In January, PovertyCure noted the real problems with international "aid" in Haiti. The problems haven't gotten any better. Julie Walz and Vijaya Ramachandran from the Center for Global Development reinforce the fact that NGOs and international aid are doing next to nothing to improve the situation in the poorest country in the Western Hemisphere. They state: The $9 billion that was disbursed to NGOs and other intermediaries in a period of twenty-seven months has been spent largely without consultation of local Haitians.  Almost no one we interviewed had been contacted by members of the foreign assistance community to discuss local needs. Perhaps most disheartening is this:

We repeatedly heard stories about the unintended economic and social consequences of the influx of foreign workers.  Housing costs in certain areas have skyrocketed – rentals easily go for over $30,000 per year, with some houses being rented for a lot more.
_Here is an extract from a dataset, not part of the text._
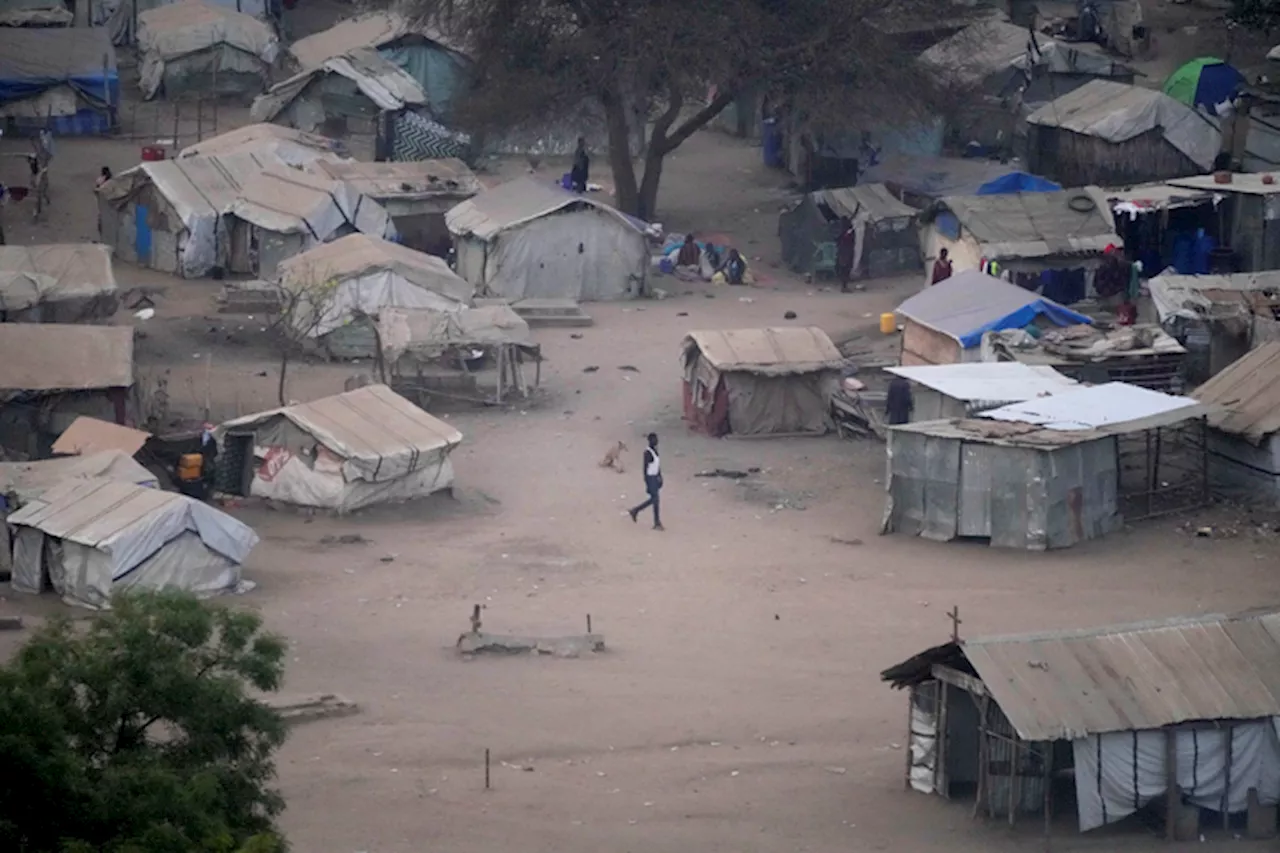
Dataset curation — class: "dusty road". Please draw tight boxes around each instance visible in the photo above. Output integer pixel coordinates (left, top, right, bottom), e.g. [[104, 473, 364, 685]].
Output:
[[0, 101, 1280, 853]]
Restaurants and supermarkets in certain areas of Petion-ville cater exclusively to foreign tastes, and prices of basic goods have been driven up to a level that even middle-class Haitians cannot afford.  Social norms and practices have been impacted as well.  We heard stories about how houses built by NGOs after the quake were not appropriate for most Haitian families–tradition dictates a partition in the house, no matter how small, but the new homes did not have these.  Rumors that access to temporary tents meant access to permanent housing in the long term caused families to split up, sometimes with disastrous social consequences.  The leader of a small, grassroots NGO explained to us that he now has difficulty drawing people to meetings and outreach unless he provides food or compensation for participants, like the foreign NGOs do.  The Haitian concept of “konbit” (working the land of other farmers as part of the community) has been challenged as foreign NGOs have started to pay farmers on an individual basis for soil-conservation and community farming.  One of our interviewees pointed out to us, gently, that some NGOs are “slowly destroying the fabric of Haitian society.” (Emphasis added.)
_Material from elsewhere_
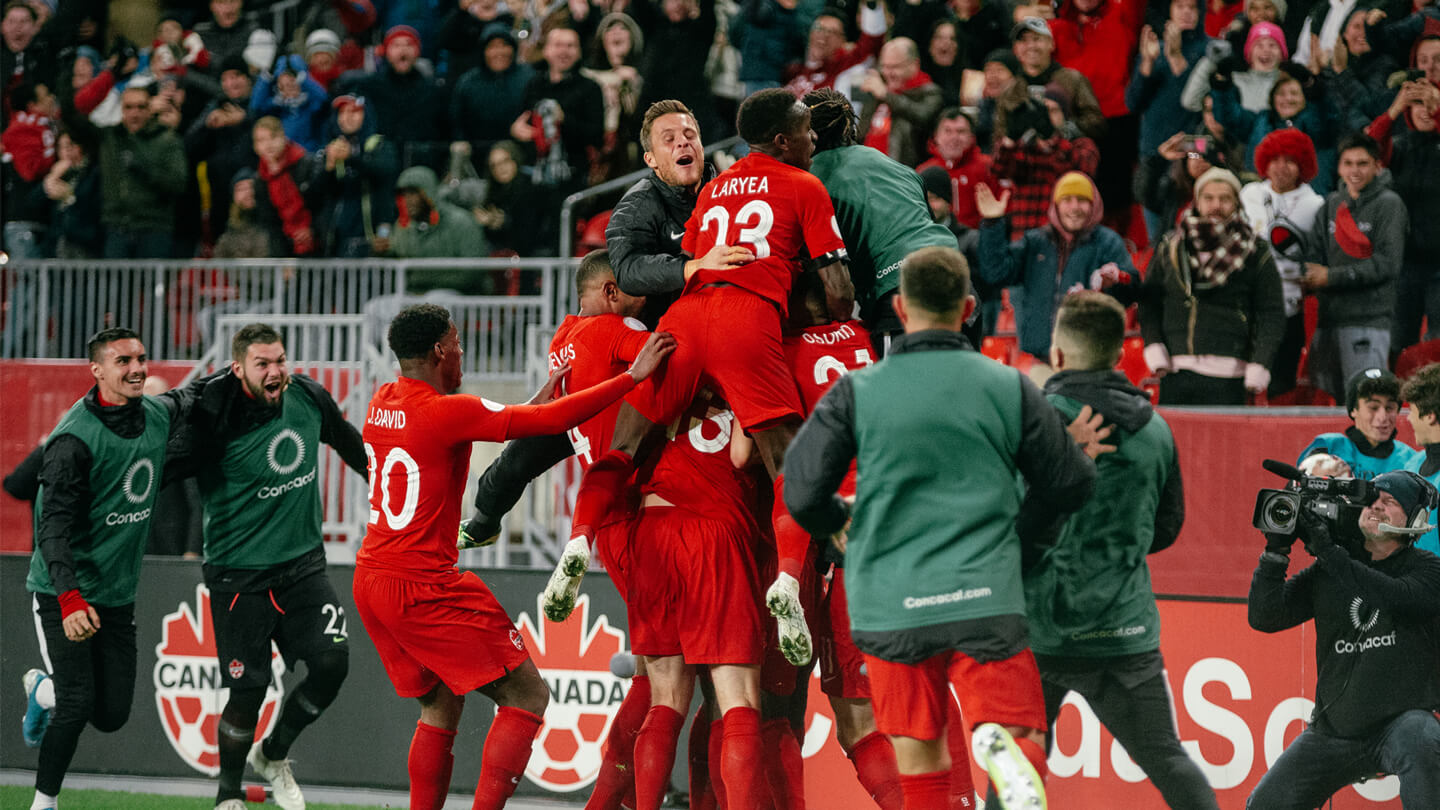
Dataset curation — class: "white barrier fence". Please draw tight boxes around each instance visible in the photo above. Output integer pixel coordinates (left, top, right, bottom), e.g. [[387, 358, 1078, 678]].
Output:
[[0, 258, 576, 379]]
The international aid machine seems to run on the mantra of "do the same thing over and over, but expect different result": little or no consultation with locals, catering to foreign workers and not focusing on local needs, and tearing apart the most fundamental unit of society - the family - but somehow expecting economic recovery. The underlying assumption of this whole enterprise is, "The poor of Haiti (or any other developing country) can't handle things themselves; we need to step in and do it for them."
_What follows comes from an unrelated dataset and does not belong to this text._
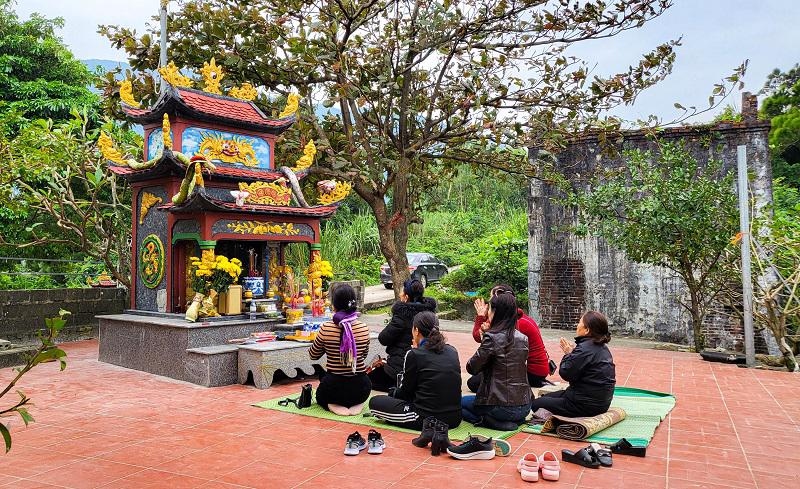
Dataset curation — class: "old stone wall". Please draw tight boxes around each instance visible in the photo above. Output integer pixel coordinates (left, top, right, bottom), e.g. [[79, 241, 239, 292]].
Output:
[[528, 109, 772, 349], [0, 288, 128, 344]]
Peter Greer, of Hope International addressed this topic succinctly:

Doing the long-term development, helping people provide for their own needs, is not a quick fix. The easiest thing to do is to have an abundance of things, and to give it away, and that’s going to make a difference for today. It’s much more difficult to work with that family, help them get on their feet, help them provide for their own needs. That doesn’t happen with a light switch. It doesn’t happen by just giving them something. It happens through relationship, it happens through long-term investment of time and resources to build up individuals, so that they can take care of their own needs and take care of their own families.

It is time to help Haiti: not by creating more "quick fixes", but by truly partnering with the men and women of that nation to help them provide for themselves.